2. Apakah tujuan kebijakan tercapai. Dimensi ini diukur dengan melihat dua faktor, yaitu:
a. Dampak atau efeknya pada masyarakat secara individu dan kelompok b. Tingkat perubahan yang terjadi serta penerimaan kelompok sasaran
dan perubahan yang terjadi.
Keberhasilan implementasi kebijakan juga sangat ditentukan oleh tingkat implementability kebijakan itu sendiri, yaitu yang terdiri dari Content of Policy dan Context of Policy, Grindle dalam Agustino 2006:1168.
1) Content of Policy menurut Grindle adalah
a. Kepentingan-kepentingan yang mempengaruhi, berkaitan dengan berbagai kepentingan yang mempengaruhi suatu implementasi kebijakan, indikator ini berargumen bahwa suatu kebijakan dalam pelaksanaannya pasti melibatkan banyak kepentingan, dan sejauhmana kepentingan- kepentingan tersebut membawa pengaruh terhadap implementasinya.
b. Jenis manfaat yang bisa diperoleh. Pada poin ini Content of Policy berupaya untuk menunjukan atau menjelaskan bahwa dalam suatu kebijakan harus terdapat beberapa jenis manfaat yang menunjukan dampak positif yang dihasilkan oleh pengimplementasian kebijakan yang hendak dilaksanakan.

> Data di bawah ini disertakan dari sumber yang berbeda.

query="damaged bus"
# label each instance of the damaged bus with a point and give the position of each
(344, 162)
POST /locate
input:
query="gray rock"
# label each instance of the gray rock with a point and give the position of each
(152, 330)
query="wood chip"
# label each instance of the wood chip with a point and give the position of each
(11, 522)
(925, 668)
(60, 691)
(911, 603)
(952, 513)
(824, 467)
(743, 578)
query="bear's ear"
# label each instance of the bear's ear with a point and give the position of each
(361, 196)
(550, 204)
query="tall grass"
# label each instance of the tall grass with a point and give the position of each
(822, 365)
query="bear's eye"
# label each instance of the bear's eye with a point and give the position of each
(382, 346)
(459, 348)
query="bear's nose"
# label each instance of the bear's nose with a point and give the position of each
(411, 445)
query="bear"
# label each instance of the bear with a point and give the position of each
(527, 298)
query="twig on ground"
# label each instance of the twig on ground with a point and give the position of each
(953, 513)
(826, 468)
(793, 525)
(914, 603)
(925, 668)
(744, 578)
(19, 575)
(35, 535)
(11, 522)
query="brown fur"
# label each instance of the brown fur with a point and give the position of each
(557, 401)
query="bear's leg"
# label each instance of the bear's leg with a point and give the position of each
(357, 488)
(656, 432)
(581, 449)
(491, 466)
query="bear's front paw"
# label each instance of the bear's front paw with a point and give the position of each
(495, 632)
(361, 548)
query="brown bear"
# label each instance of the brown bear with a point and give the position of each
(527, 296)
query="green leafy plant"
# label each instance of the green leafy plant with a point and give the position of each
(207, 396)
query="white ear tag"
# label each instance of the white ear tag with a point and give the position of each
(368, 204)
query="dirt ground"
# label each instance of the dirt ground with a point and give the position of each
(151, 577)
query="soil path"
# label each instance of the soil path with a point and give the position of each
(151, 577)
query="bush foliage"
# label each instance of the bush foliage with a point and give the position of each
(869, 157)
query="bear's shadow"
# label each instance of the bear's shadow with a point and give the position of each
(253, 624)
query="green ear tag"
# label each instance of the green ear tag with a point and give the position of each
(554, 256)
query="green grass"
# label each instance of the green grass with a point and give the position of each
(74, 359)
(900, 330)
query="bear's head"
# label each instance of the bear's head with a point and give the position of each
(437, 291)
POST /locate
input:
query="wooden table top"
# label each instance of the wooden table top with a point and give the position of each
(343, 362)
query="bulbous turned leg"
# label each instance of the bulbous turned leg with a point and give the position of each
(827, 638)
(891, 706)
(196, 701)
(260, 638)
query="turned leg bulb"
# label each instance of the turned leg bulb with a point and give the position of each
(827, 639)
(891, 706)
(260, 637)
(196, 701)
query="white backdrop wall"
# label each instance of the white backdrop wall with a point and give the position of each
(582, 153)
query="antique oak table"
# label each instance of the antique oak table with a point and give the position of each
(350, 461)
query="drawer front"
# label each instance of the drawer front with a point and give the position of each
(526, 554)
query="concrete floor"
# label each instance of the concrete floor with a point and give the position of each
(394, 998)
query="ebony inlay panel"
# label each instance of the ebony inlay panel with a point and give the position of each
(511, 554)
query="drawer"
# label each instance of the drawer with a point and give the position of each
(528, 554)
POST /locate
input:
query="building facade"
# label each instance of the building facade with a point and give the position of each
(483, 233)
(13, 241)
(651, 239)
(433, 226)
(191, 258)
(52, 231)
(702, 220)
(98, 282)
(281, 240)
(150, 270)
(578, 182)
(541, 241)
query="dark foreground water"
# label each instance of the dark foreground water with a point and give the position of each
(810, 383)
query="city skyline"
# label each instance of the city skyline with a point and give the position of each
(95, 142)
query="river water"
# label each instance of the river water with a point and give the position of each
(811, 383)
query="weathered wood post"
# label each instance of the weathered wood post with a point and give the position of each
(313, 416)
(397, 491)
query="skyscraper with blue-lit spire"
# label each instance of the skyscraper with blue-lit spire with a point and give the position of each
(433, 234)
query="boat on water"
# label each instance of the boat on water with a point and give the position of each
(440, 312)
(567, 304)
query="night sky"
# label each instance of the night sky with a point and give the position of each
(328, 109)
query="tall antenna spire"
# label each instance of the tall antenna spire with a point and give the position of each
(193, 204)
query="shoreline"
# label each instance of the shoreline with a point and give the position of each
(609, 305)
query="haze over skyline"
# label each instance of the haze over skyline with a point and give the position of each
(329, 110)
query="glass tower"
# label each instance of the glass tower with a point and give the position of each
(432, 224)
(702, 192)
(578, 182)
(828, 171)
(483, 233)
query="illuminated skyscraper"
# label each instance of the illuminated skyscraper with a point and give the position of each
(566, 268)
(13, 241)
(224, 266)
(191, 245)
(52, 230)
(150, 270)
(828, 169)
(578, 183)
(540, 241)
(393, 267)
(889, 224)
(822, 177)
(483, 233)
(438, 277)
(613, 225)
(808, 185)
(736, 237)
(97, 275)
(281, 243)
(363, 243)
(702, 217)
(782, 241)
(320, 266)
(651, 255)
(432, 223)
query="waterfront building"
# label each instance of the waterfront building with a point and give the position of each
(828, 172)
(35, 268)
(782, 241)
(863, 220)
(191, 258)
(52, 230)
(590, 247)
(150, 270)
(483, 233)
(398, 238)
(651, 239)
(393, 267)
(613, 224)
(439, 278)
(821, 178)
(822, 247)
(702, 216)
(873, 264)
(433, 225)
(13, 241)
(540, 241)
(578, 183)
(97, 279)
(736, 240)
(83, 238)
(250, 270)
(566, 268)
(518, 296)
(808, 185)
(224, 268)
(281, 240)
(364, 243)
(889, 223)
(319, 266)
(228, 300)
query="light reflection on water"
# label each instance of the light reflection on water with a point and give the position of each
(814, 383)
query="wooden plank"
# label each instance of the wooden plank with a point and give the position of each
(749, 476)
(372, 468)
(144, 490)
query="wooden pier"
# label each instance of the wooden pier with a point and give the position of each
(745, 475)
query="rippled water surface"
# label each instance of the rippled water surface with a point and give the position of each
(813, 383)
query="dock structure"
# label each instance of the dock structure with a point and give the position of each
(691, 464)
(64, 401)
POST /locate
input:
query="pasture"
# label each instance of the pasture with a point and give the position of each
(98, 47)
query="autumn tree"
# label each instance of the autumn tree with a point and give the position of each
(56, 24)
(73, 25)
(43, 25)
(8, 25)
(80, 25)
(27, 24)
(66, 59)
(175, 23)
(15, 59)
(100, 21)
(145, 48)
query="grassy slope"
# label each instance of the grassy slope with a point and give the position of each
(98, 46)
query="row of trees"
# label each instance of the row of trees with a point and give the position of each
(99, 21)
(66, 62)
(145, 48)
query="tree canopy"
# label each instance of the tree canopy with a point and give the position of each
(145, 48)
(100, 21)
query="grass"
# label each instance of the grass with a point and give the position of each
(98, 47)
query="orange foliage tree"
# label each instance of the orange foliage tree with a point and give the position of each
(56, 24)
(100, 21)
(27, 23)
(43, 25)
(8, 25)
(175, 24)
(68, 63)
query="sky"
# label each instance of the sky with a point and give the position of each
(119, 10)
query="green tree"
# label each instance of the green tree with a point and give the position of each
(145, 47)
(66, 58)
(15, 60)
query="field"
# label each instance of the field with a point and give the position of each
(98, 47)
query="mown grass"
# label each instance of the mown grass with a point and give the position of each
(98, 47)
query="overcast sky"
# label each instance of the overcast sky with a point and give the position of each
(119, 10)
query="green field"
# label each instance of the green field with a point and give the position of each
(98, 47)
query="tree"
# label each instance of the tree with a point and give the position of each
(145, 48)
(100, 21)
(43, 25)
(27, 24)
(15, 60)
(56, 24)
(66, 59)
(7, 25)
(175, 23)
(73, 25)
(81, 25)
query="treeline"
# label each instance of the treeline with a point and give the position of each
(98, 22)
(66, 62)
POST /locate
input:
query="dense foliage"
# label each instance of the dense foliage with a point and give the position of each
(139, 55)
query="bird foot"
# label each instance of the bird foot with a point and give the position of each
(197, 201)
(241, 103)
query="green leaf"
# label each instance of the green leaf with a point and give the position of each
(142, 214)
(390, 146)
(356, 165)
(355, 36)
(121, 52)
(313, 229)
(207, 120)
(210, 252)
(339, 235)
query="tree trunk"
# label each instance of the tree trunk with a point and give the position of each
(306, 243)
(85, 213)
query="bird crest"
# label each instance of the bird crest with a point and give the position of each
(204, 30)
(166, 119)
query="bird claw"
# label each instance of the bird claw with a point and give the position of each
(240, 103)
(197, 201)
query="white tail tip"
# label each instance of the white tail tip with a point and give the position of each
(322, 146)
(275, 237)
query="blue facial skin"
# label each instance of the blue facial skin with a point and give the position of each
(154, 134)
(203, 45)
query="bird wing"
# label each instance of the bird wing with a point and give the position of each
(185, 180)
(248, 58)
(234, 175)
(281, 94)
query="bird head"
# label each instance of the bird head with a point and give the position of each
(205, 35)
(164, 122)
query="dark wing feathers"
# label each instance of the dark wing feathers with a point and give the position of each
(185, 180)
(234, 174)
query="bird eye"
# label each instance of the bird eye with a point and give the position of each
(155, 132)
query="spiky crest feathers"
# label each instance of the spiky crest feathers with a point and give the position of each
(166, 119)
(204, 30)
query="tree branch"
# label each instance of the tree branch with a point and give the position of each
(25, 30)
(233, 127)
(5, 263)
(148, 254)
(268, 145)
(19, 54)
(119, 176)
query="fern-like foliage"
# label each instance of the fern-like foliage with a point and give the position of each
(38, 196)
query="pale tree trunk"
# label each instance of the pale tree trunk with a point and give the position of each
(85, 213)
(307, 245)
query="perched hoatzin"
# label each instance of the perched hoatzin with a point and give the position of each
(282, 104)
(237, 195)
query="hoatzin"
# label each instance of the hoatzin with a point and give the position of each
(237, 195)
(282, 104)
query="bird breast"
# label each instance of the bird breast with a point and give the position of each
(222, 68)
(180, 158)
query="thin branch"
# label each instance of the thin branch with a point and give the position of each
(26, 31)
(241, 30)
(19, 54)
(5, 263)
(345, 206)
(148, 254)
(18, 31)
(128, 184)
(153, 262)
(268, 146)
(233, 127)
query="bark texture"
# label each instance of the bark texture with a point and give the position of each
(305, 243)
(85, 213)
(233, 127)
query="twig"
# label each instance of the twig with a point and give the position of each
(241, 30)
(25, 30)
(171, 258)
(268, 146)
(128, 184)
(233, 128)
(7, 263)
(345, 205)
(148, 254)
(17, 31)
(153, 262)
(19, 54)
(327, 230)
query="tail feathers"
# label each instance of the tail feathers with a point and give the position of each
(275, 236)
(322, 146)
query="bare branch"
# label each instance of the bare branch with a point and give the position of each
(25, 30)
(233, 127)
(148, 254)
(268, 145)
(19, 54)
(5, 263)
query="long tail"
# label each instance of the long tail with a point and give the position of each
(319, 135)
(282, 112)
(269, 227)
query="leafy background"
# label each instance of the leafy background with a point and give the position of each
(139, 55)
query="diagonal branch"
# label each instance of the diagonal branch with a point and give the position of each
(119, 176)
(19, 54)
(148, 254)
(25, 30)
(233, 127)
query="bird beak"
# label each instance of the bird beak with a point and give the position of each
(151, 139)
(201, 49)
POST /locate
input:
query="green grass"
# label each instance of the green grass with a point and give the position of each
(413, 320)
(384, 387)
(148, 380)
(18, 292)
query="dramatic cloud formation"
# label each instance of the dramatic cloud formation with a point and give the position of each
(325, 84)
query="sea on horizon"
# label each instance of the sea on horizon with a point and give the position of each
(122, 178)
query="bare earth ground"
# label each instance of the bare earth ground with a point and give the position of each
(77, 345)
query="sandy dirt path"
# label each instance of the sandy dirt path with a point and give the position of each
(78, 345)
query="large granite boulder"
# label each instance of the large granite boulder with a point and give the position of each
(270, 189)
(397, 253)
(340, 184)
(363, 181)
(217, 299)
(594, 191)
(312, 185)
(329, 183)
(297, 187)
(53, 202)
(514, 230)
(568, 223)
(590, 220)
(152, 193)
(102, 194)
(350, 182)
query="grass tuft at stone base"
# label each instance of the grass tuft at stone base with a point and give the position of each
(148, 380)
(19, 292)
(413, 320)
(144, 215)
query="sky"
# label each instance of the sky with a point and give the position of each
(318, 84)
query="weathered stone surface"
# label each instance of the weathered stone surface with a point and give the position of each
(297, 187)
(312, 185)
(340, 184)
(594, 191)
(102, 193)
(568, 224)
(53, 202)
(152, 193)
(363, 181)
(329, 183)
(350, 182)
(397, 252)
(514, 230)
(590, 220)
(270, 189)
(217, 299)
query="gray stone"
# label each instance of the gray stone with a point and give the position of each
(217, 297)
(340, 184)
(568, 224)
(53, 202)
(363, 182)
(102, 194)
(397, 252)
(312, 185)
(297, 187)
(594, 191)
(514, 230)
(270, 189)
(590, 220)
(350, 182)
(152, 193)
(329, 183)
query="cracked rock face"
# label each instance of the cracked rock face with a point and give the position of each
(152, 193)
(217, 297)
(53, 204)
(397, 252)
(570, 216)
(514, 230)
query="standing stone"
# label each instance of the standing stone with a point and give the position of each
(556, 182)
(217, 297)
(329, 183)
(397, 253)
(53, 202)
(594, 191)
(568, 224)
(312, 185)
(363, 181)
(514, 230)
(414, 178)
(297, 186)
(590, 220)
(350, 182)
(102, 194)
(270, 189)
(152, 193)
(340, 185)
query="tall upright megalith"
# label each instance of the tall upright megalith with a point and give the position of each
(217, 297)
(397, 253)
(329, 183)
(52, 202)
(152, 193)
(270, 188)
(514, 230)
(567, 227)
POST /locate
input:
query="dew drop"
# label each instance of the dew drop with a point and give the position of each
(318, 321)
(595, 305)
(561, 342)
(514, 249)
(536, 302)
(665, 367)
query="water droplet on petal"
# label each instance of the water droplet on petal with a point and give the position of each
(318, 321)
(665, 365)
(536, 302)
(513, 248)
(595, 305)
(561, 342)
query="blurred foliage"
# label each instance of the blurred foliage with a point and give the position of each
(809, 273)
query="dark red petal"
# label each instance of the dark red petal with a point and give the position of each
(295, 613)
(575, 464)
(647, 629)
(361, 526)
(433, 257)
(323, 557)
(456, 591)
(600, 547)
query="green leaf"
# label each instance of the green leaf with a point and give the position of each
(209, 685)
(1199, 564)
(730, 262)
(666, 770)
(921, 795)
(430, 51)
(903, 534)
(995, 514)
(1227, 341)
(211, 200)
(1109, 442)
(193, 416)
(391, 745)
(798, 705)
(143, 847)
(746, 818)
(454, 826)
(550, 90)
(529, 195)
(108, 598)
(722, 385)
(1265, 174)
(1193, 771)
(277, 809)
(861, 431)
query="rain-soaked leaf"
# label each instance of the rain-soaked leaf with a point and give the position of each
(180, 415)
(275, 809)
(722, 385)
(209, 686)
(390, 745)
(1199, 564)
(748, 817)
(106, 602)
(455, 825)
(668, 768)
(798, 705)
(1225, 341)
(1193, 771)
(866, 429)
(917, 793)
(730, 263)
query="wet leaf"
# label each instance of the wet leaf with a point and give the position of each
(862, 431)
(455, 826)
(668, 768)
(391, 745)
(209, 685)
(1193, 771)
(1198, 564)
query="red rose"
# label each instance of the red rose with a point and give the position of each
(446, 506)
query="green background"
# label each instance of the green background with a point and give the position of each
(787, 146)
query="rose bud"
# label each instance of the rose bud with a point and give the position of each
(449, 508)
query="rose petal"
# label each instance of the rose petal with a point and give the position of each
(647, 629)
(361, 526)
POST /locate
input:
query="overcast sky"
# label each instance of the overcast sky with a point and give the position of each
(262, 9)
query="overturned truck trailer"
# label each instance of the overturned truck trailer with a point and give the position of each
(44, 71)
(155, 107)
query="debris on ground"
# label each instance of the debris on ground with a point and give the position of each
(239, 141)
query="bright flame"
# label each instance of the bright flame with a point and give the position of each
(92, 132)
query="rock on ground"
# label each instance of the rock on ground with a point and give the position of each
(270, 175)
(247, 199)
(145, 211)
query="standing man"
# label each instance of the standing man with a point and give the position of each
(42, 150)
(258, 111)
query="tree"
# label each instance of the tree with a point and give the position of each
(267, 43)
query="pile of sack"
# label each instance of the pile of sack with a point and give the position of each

c. Derajat perubahan yang ingin dicapai. Setiap kebijakan mempunyai target yang hendak dan ingin dicapai. Adapu yang ingin dijelaskan pada
poin ini adalah bahwa seberapa besar perubahan yang hendak atau ingin dicapai melalui suatu implementasi kebijakan harus mempunyai skala yang jelas.
d. Letak pengambilan keputusan. Pengambilan keputusan dalam suatu kebijakan mempunyai peranan penting dalam pelaksanaan suatu kebijakan, maka pada bagian ini harus dijelaskan dimana letak pengambilan keputusan dari suatu kebijakan yang hendak diimplementasikan.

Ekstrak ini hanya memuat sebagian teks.